Era un sujeto de cuarenta y cuatro años, de aspecto rudo y larga melena teñida de negro, que en realidad debía ser gris, y un rostro cetrino que en algunos individuos nunca se vuelve rosado otra vez tras haberse pasado algún tiempo en la cárcel. Todo él presentaba el aire de un ex estafador. Había intervenido sobre todo en películas del Oeste hacía algunos años cuando salió de Folsom.
– Muy bien, oficial -dijo el joven fiscal de distrito-, ¿dónde está el investigador?
– Está ocupado en otra sala. Soy Morgan, el oficial que le detuvo. Yo me encargaré de todo el asunto. No tendrá usted problemas.
Era probable que sólo tuviera unos cuantos meses de experiencia. Asignan a estos fiscales de distrito adjuntos a las vistas preliminares para que se acostumbren a los juicios, manejando varios casos al día; yo me imaginaba que éste no debía llevar allí más de dos meses. No le había visto nunca y yo me había pasado muchos ratos en los juicios porque siempre solía practicar muchas detenciones.
– ¿Dónde está el otro testigo? -preguntó el fiscal de distrito, y por primera vez miré a mi alrededor y descubrí a Homer Downey, al que casi había olvidado que fue citado para este caso. No me había molestado en hablar con él para asegurarme de que sabía sobre qué había sido llamado a declarar, porque su intervención en el caso había sido tan insignificante que apenas se le necesitaba como no fuera en su calidad de causa probable de mi entrada en la habitación del hotel por una orden de arresto.
– Vamos a ver -murmuró el fiscal de distrito tras haber hablado breves momentos con Downey.
Se sentó junto a la mesa destinada al abogado para leer la demanda mientras se pasaba los dedos por su abundante cabello castaño. El defensor de oficio, con su cabello bien cortado, parecía un jugador de béisbol y el fiscal de distrito, que teóricamente es el representante de la ley y el orden, era un tipo moderno. Incluso lucía gafas redondas tipo «abuelita».

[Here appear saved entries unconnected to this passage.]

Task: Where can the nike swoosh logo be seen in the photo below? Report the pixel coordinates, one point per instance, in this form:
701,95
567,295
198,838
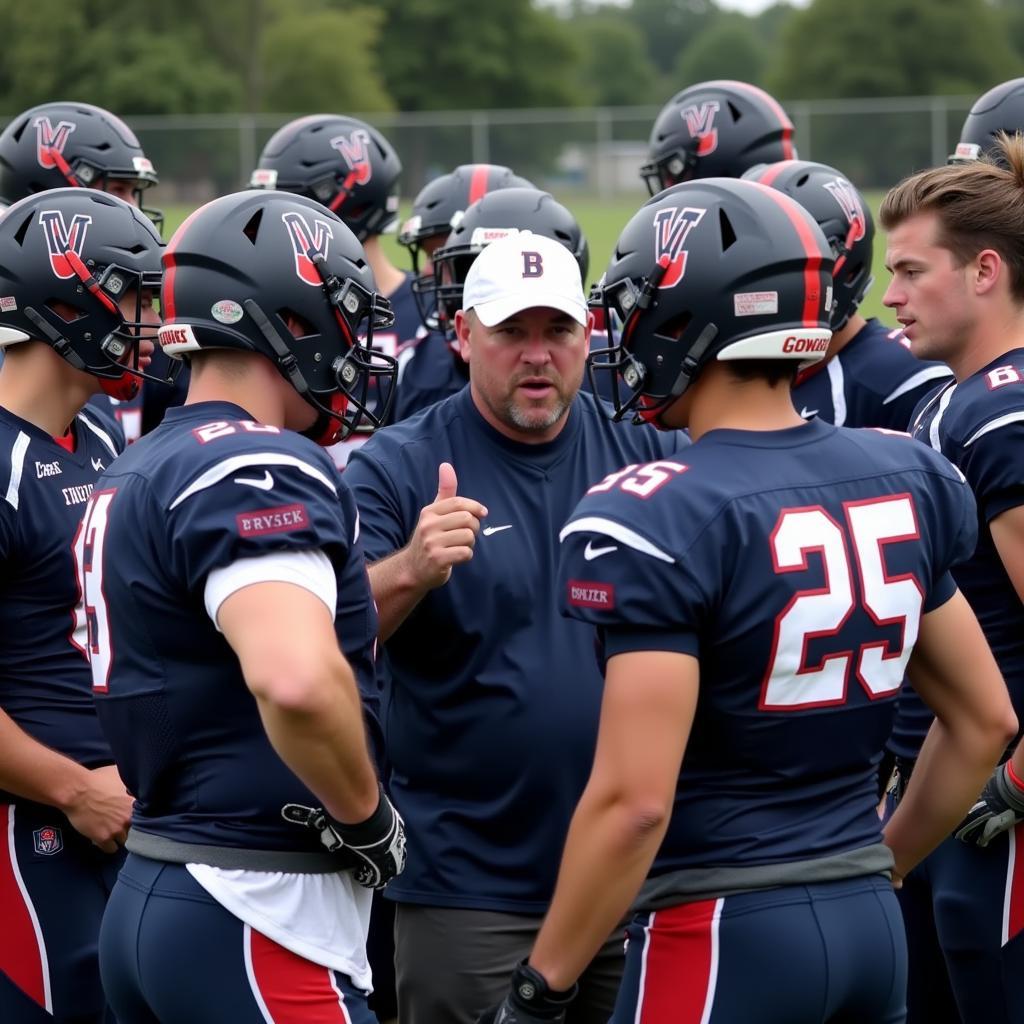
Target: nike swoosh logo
264,484
590,553
487,530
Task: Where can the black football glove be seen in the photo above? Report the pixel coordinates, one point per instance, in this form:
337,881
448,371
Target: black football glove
529,1001
374,850
999,808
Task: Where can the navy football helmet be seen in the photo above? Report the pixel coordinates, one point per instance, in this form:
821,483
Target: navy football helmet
710,269
66,143
437,209
243,267
998,110
341,163
844,218
495,216
68,256
716,129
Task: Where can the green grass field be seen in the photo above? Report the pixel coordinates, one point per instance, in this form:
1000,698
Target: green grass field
601,221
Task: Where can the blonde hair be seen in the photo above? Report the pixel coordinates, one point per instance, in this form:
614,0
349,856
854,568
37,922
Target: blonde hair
979,205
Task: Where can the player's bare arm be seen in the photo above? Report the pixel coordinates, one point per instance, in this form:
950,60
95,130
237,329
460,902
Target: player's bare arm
285,640
625,810
443,538
954,672
94,801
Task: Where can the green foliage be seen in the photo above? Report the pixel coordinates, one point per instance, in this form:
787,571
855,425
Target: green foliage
892,48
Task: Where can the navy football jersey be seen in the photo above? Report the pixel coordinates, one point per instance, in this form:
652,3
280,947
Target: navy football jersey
397,341
795,564
978,425
872,381
44,672
206,488
493,700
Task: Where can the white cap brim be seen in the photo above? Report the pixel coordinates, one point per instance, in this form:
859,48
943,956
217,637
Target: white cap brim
494,312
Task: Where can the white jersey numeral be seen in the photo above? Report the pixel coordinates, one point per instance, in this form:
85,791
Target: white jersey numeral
790,681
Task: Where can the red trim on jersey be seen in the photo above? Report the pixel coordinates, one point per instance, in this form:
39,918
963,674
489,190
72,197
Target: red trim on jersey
22,960
680,962
295,990
170,268
812,297
478,183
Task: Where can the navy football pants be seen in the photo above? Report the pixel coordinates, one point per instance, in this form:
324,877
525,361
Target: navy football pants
170,953
964,908
827,953
53,887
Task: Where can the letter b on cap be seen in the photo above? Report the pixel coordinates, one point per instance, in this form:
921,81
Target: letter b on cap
532,265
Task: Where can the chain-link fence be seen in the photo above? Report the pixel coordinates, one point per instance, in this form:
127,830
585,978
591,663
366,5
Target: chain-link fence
593,151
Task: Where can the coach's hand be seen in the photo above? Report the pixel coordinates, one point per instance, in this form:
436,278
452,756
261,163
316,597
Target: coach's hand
101,808
529,1001
445,532
374,850
999,808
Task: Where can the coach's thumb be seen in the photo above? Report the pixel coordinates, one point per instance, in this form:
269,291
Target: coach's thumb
448,483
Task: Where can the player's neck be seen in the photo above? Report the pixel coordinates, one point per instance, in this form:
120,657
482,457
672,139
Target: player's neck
41,388
845,335
721,401
387,275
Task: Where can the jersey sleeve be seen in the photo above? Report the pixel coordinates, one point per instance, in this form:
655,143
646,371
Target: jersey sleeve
253,505
386,523
993,464
639,595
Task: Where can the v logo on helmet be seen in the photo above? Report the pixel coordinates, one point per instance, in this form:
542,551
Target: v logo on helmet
50,139
671,228
700,125
849,202
307,242
62,239
354,150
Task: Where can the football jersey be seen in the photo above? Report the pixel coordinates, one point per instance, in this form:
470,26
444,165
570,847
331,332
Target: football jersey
872,381
795,564
396,341
206,488
493,700
978,425
44,673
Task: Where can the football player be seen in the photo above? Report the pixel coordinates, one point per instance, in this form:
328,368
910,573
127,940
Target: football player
716,129
868,377
757,600
231,632
956,256
349,167
78,269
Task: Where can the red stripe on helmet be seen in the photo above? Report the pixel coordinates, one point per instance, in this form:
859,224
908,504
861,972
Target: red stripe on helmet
812,298
478,183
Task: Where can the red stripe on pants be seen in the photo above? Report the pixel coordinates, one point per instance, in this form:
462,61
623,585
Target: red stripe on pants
20,957
295,990
678,965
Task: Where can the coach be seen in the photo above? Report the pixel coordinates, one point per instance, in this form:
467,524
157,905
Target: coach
494,698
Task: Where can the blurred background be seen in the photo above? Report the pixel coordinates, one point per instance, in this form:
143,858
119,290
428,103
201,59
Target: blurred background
563,91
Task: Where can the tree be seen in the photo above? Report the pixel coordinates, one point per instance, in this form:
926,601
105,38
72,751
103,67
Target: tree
891,48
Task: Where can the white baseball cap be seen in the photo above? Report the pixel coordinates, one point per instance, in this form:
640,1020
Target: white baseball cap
524,271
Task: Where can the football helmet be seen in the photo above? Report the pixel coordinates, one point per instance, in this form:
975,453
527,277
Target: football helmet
339,162
710,269
1001,109
716,129
245,266
495,216
67,257
844,218
66,143
437,209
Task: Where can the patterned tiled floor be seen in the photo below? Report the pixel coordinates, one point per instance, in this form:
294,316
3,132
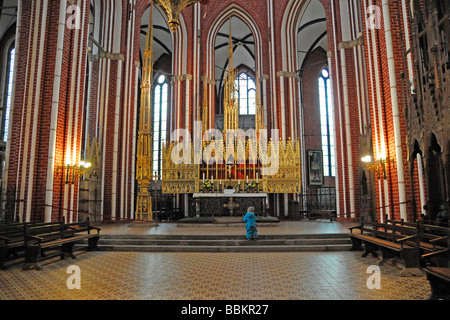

– ¿Downey es el director del hotel?
– Exactamente -repuse yo mientras el fiscal de distrito leía mi informe de arresto.
– ¿El treinta y uno de enero acudió usted al Hotel Orchid del ocho-dos-siete de la calle Sexta como parte de sus obligaciones de rutina?
– Sí. Estaba comprobando en el vestíbulo la posible presencia de borrachos. Había dos durmiendo y les desperté con la intención de detenerles cuando, de repente, uno de ellos echó a correr escaleras arriba por lo que supuse que se trataba de algo más que de un simple borracho; le ordené al otro que se quedara donde estaba y subí para seguir al primero. En el tercer piso, él giró a la derecha del pasillo y oí que se cerraba una puerta. Casi estuve seguro de que se había refugiado en la habitación tres-diecinueve.
– ¿Podría decir si el hombre que persiguió era el acusado?